Unlike the rules issued by the White House, the limits in the stimulus bill would apply to top executives and the highest-paid employees at all 359 banks that have already received government aid.

"This is a big deal. This is a problem," said Scott Talbott, chief lobbyist for the nation's largest financial services firms. "It undermines the current incentive structure."

Talbott said banking executives expected certain restrictions would be applied to them but are concerned that some of the most highly paid employees, such as top traders, who bring in hefty sums for the company, would flee to hedge funds or foreign banks that have not accepted U.S. government funds.

The White House restrictions capped executive pay at $500,000 and allowed companies to award unlimited stock. Those rules applied only to institutions that receive government funds in the future and under limited circumstances.

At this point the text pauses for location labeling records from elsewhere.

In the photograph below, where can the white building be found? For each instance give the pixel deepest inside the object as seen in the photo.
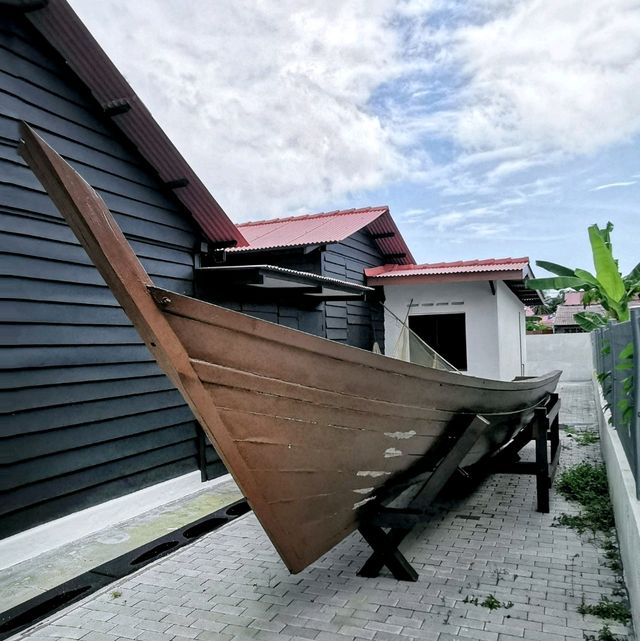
(470, 312)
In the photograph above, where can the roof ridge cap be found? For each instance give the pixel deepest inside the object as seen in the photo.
(323, 214)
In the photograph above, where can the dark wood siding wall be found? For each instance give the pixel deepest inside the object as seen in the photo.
(306, 316)
(357, 323)
(86, 413)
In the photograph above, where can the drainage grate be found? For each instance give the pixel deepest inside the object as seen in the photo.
(42, 606)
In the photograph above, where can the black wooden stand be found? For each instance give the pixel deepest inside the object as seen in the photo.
(545, 427)
(387, 527)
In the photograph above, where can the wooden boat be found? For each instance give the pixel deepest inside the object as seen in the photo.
(312, 431)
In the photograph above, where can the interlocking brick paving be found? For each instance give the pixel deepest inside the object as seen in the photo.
(492, 543)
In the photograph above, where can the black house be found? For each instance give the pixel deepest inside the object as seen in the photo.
(307, 272)
(86, 414)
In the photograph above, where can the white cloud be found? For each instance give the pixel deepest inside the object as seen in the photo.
(267, 101)
(627, 183)
(292, 105)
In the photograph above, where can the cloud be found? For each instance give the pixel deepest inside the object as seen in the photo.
(611, 185)
(299, 105)
(267, 101)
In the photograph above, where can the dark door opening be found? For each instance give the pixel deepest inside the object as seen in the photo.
(446, 333)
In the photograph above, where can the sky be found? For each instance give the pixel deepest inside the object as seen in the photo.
(491, 128)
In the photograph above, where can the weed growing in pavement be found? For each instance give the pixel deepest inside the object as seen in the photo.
(607, 609)
(586, 484)
(582, 437)
(604, 634)
(490, 602)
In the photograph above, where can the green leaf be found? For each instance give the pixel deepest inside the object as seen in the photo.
(588, 277)
(558, 282)
(606, 267)
(627, 351)
(588, 321)
(554, 268)
(634, 275)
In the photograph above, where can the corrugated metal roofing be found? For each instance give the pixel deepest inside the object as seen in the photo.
(63, 29)
(325, 228)
(565, 313)
(513, 271)
(458, 267)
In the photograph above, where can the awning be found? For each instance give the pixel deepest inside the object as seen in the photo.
(282, 281)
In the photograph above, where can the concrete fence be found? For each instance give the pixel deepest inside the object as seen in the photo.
(569, 352)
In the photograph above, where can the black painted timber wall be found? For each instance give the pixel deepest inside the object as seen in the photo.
(356, 323)
(86, 415)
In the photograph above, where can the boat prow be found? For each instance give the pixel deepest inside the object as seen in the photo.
(313, 431)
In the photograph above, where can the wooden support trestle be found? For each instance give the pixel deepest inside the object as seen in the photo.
(401, 521)
(387, 527)
(543, 429)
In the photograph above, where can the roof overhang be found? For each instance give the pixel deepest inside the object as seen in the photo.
(56, 21)
(284, 282)
(515, 281)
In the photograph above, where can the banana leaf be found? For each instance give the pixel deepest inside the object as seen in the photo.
(607, 272)
(554, 268)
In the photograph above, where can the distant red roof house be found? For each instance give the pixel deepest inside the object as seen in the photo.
(514, 271)
(573, 298)
(327, 228)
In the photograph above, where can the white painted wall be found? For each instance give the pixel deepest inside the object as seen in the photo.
(485, 355)
(569, 352)
(511, 332)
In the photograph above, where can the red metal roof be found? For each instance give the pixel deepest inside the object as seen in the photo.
(325, 228)
(505, 265)
(62, 28)
(514, 271)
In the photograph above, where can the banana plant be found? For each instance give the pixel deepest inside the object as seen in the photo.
(606, 287)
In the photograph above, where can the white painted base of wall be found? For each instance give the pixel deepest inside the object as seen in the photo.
(45, 537)
(626, 506)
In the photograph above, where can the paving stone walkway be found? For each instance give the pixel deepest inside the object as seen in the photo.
(491, 544)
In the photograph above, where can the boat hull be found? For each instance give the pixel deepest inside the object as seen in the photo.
(314, 432)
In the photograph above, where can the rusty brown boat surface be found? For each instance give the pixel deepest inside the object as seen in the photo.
(310, 429)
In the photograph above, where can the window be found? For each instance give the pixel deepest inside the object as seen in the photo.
(446, 333)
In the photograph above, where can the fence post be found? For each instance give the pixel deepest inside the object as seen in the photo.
(635, 420)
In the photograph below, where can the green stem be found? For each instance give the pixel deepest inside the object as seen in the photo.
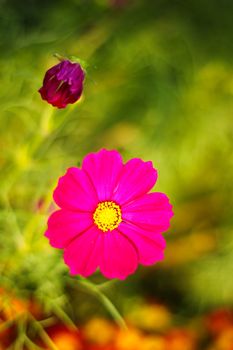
(93, 289)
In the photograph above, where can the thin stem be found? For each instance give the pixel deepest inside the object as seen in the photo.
(93, 289)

Bonuses make up much of financial executives' take-home pay, so the new rules could significantly diminish their compensation. For example, Goldman Sachs chief executive Lloyd Blankfein made $68.5 million in 2007 -- a Wall Street record -- but $67.9 million of that was in bonus and other incentive pay that analysts said would be subject to the new rules.

Citigroup's top executive, Vikram Pandit, has voluntarily agreed to a $1 salary until his company returns to profitability. In theory, this means that Pandit would be allowed an annual bonus of pennies.

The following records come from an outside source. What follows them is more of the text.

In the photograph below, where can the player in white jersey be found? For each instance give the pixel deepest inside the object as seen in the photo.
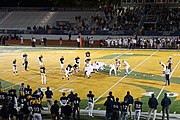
(77, 61)
(170, 63)
(15, 67)
(99, 66)
(25, 61)
(61, 63)
(127, 66)
(118, 65)
(164, 67)
(68, 71)
(112, 68)
(40, 59)
(43, 74)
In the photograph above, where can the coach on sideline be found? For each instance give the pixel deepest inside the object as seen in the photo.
(165, 106)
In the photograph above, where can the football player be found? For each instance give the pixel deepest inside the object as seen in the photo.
(40, 59)
(112, 68)
(164, 67)
(127, 66)
(25, 61)
(77, 61)
(61, 63)
(43, 74)
(170, 63)
(15, 67)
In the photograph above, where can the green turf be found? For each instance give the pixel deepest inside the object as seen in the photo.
(120, 56)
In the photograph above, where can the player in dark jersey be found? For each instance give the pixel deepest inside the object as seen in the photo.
(21, 99)
(61, 64)
(76, 107)
(124, 109)
(63, 103)
(68, 71)
(116, 109)
(28, 91)
(49, 100)
(3, 97)
(137, 109)
(170, 63)
(77, 61)
(15, 67)
(43, 74)
(90, 98)
(36, 108)
(88, 56)
(25, 61)
(40, 59)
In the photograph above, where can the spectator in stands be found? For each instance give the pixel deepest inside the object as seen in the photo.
(67, 111)
(165, 106)
(78, 41)
(38, 94)
(153, 103)
(55, 111)
(111, 96)
(116, 110)
(130, 101)
(63, 102)
(21, 40)
(49, 100)
(137, 109)
(71, 98)
(90, 98)
(37, 107)
(69, 35)
(76, 106)
(109, 108)
(124, 109)
(21, 88)
(167, 77)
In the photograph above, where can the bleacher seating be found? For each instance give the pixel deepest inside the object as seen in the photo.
(22, 19)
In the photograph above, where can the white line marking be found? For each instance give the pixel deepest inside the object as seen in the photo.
(124, 76)
(169, 77)
(39, 75)
(65, 84)
(164, 87)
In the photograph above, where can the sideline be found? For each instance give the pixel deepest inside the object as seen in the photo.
(124, 77)
(155, 112)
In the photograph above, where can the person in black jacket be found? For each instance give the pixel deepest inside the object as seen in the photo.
(165, 106)
(109, 108)
(153, 103)
(55, 111)
(130, 102)
(116, 109)
(67, 111)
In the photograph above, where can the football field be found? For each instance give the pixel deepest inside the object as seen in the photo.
(144, 79)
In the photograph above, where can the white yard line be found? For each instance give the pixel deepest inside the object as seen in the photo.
(39, 75)
(124, 76)
(164, 87)
(78, 77)
(169, 77)
(65, 84)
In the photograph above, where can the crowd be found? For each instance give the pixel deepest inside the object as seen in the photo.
(144, 42)
(140, 18)
(28, 105)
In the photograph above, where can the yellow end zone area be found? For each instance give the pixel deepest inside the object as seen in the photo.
(142, 61)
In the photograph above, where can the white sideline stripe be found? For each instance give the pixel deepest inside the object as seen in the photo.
(117, 56)
(124, 76)
(169, 77)
(39, 75)
(78, 77)
(65, 84)
(164, 87)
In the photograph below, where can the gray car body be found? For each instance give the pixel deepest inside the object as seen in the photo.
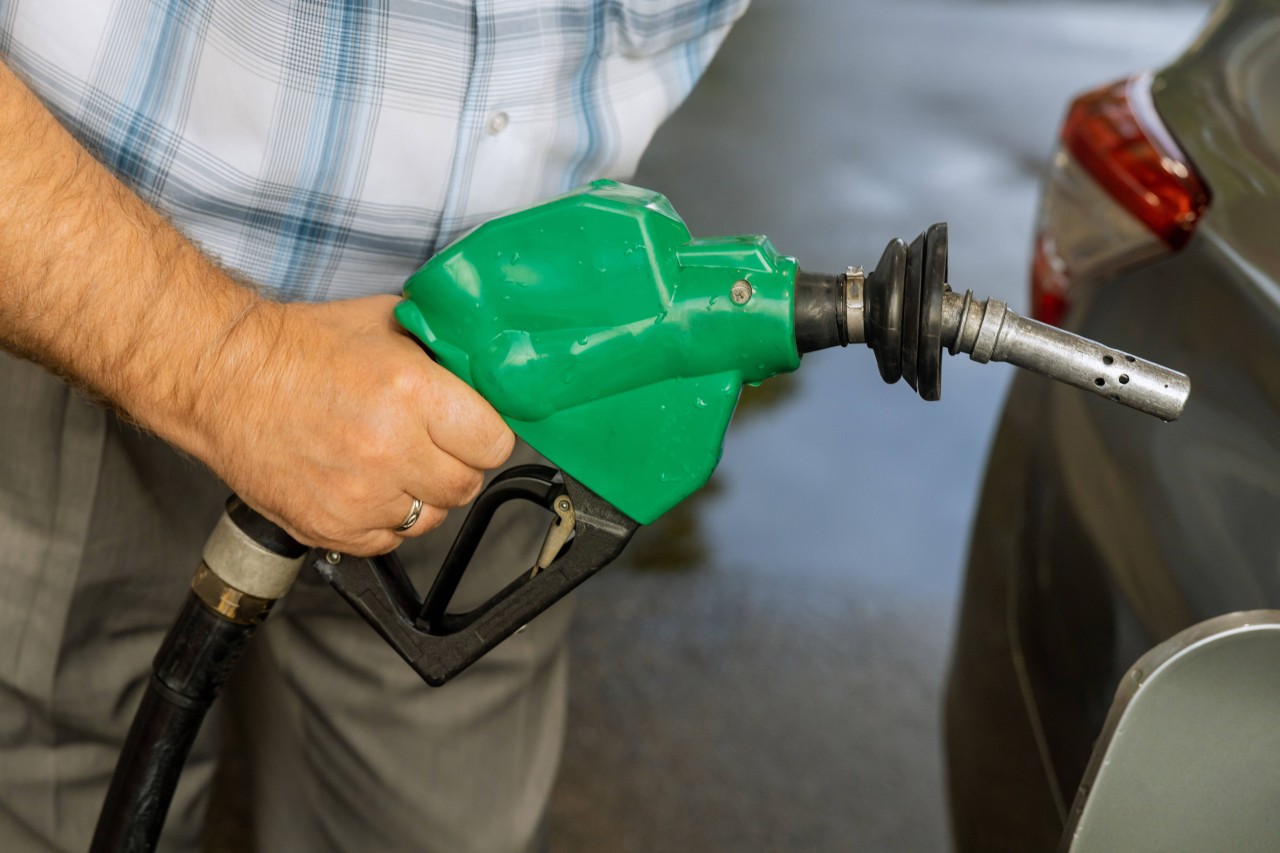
(1101, 532)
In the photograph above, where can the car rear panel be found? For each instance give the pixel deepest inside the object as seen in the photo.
(1121, 530)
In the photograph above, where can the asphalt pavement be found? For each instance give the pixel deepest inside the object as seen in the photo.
(763, 669)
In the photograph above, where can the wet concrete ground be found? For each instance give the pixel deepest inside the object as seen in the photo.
(763, 669)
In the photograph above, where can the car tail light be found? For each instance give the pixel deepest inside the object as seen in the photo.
(1119, 192)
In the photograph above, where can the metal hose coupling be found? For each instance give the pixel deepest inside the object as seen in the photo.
(906, 313)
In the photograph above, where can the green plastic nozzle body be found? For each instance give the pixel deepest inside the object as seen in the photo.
(607, 337)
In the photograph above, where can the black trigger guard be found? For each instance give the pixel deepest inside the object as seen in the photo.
(534, 483)
(439, 644)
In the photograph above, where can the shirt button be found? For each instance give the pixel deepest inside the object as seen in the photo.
(497, 123)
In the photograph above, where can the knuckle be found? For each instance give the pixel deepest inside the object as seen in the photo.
(432, 518)
(501, 447)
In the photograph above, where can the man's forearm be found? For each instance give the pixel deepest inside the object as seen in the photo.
(97, 286)
(327, 418)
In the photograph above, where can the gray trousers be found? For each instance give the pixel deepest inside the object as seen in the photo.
(344, 747)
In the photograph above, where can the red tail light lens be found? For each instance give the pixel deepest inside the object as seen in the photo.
(1114, 141)
(1116, 136)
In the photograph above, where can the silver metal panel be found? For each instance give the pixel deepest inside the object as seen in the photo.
(1189, 757)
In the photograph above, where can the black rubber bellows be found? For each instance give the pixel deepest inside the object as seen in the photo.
(904, 310)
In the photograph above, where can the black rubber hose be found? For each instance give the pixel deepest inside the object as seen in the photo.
(193, 662)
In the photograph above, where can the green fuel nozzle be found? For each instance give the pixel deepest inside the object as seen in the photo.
(616, 343)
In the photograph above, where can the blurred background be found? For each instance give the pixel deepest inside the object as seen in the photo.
(762, 669)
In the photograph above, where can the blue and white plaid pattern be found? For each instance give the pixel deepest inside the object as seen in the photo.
(327, 147)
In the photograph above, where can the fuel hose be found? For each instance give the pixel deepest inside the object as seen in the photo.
(248, 562)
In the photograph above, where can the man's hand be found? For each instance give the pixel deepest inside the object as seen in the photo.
(330, 420)
(325, 418)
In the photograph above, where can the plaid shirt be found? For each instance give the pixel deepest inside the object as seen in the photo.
(327, 149)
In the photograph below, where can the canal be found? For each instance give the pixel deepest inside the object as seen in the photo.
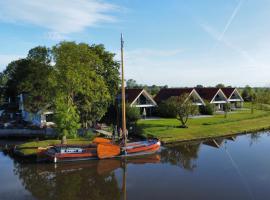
(232, 168)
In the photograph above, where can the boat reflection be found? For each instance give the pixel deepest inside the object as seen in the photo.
(84, 180)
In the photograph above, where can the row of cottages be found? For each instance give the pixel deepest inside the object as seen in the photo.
(42, 118)
(199, 96)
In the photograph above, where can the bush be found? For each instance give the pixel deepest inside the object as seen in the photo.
(132, 115)
(208, 109)
(167, 109)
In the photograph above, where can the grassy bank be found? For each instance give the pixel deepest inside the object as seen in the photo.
(200, 128)
(30, 148)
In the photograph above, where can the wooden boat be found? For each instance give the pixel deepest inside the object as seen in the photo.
(60, 153)
(131, 149)
(127, 149)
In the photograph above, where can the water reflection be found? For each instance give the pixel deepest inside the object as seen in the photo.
(91, 180)
(238, 163)
(183, 155)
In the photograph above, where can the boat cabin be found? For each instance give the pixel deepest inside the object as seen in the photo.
(213, 96)
(166, 93)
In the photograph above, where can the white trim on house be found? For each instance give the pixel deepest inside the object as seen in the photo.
(234, 100)
(145, 93)
(199, 97)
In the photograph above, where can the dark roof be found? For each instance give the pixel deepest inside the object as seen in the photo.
(131, 94)
(228, 91)
(166, 93)
(207, 93)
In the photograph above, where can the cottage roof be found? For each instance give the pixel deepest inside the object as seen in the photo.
(166, 93)
(207, 93)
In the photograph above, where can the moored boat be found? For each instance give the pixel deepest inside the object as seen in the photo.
(60, 153)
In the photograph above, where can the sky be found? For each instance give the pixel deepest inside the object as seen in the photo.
(177, 43)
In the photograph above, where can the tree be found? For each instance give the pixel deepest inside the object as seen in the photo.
(77, 76)
(220, 85)
(109, 69)
(253, 99)
(184, 108)
(131, 83)
(207, 109)
(40, 54)
(66, 118)
(30, 76)
(132, 114)
(167, 109)
(227, 108)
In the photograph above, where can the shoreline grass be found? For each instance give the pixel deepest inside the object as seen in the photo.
(202, 128)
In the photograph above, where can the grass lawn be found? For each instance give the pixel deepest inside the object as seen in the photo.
(30, 148)
(236, 122)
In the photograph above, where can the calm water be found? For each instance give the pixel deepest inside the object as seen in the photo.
(238, 169)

Critics of excessive executive pay assert that companies have always found ways around compensation rules. Yesterday, they noted that more stringent measures -- such as a $400,000 cap on all forms of compensation -- did not survive last-minute wrangling by House and Senate leaders on the final compromise stimulus bill. To offset the new rules, inserted by Sen. Christopher J. Dodd (D-Conn.), compensation boards could just significantly raise the base salary of executives, the critics said.

"Congress missed a huge opportunity to set a strict and measurable limit on executive pay," said Sarah Anderson, a director at the Institute for Policy Studies in Washington. "I'm afraid companies will find ways to shift compensation to other pots and continue to make massive payouts that have so outraged the American people."

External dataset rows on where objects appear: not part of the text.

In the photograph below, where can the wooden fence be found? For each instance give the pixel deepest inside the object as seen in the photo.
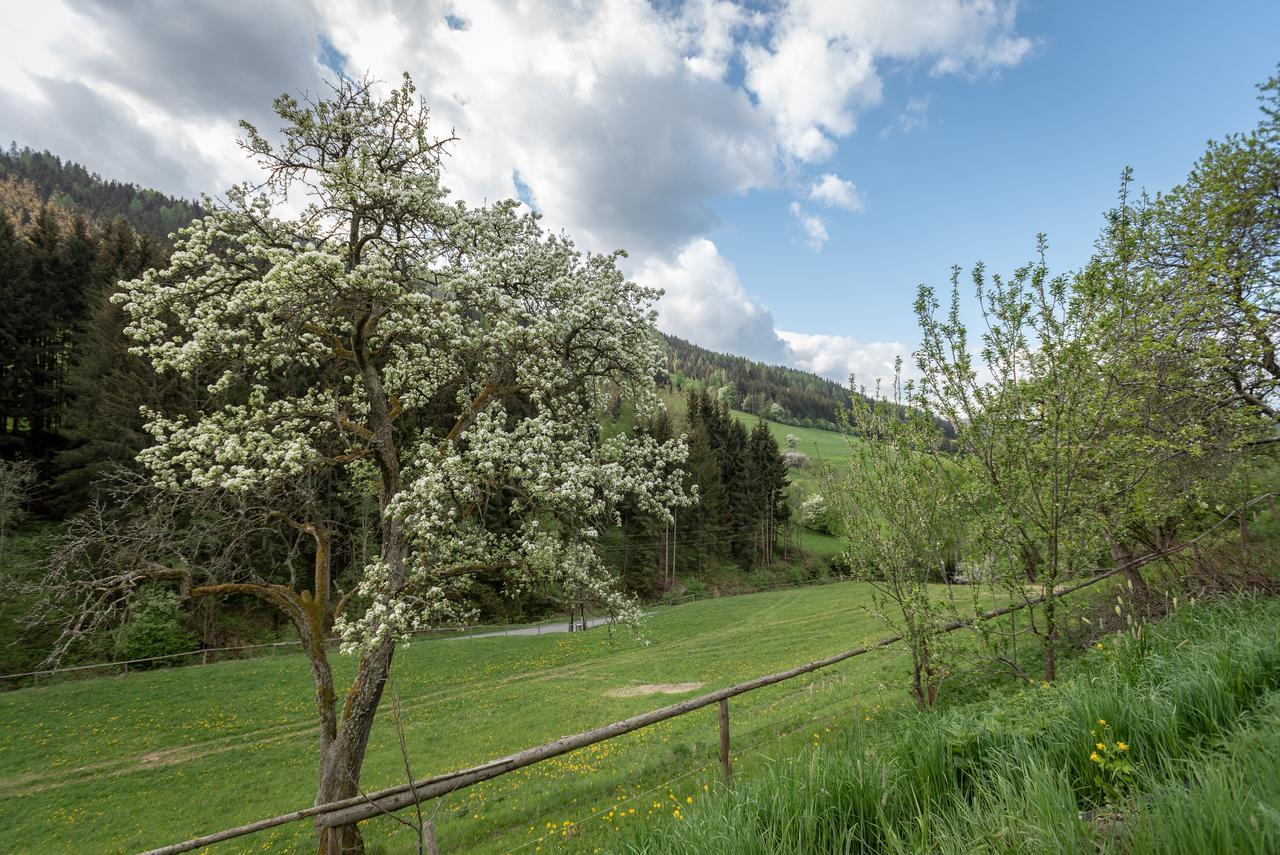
(392, 799)
(209, 655)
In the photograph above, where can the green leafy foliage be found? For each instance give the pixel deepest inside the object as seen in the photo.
(156, 627)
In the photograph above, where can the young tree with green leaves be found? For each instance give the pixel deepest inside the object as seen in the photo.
(899, 520)
(1029, 430)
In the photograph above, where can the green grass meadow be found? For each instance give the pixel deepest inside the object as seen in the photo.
(127, 763)
(1165, 743)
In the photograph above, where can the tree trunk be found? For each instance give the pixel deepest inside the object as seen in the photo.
(341, 762)
(1050, 634)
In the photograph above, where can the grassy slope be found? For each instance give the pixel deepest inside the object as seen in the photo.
(1196, 705)
(120, 764)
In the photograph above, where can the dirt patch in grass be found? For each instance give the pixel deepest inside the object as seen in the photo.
(654, 689)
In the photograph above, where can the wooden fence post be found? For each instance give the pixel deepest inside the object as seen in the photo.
(433, 847)
(725, 764)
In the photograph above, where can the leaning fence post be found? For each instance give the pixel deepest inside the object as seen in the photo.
(433, 847)
(725, 764)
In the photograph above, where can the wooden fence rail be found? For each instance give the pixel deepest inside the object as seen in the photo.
(204, 654)
(383, 801)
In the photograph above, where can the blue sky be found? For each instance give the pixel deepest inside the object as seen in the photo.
(1038, 147)
(787, 172)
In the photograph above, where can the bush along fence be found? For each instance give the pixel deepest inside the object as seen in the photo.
(209, 655)
(392, 799)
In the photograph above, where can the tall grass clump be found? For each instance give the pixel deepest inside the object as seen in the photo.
(1160, 740)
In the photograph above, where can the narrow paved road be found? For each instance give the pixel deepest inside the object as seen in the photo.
(542, 629)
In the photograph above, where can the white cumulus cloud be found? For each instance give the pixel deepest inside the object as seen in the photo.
(833, 191)
(620, 120)
(813, 227)
(836, 357)
(705, 303)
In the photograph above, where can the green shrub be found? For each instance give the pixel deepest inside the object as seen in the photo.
(155, 627)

But several compensation experts said that is unlikely, given the glaring spotlight on an issue that is not expected to go away anytime soon. Excessive compensation has received increasing scrutiny as the pay gap between executives and average workers widened in recent years. Public furor reached a boiling point with news that billions of dollars in bonuses were paid to Wall Street employees last year even as the banks took billions in taxpayer bailout money.

The bonus restrictions would apply to a varying number of employees at each firm, depending on how much money the firm has taken in government assistance. At banks receiving less than $25 million, the limits would apply to only the highest-paid employee. For those receiving $25 million to $250 million, the restriction would apply to the five highest-paid employees. The top five executives and ten highest-paid employees would be affected at firms receiving $250 million to $500 million.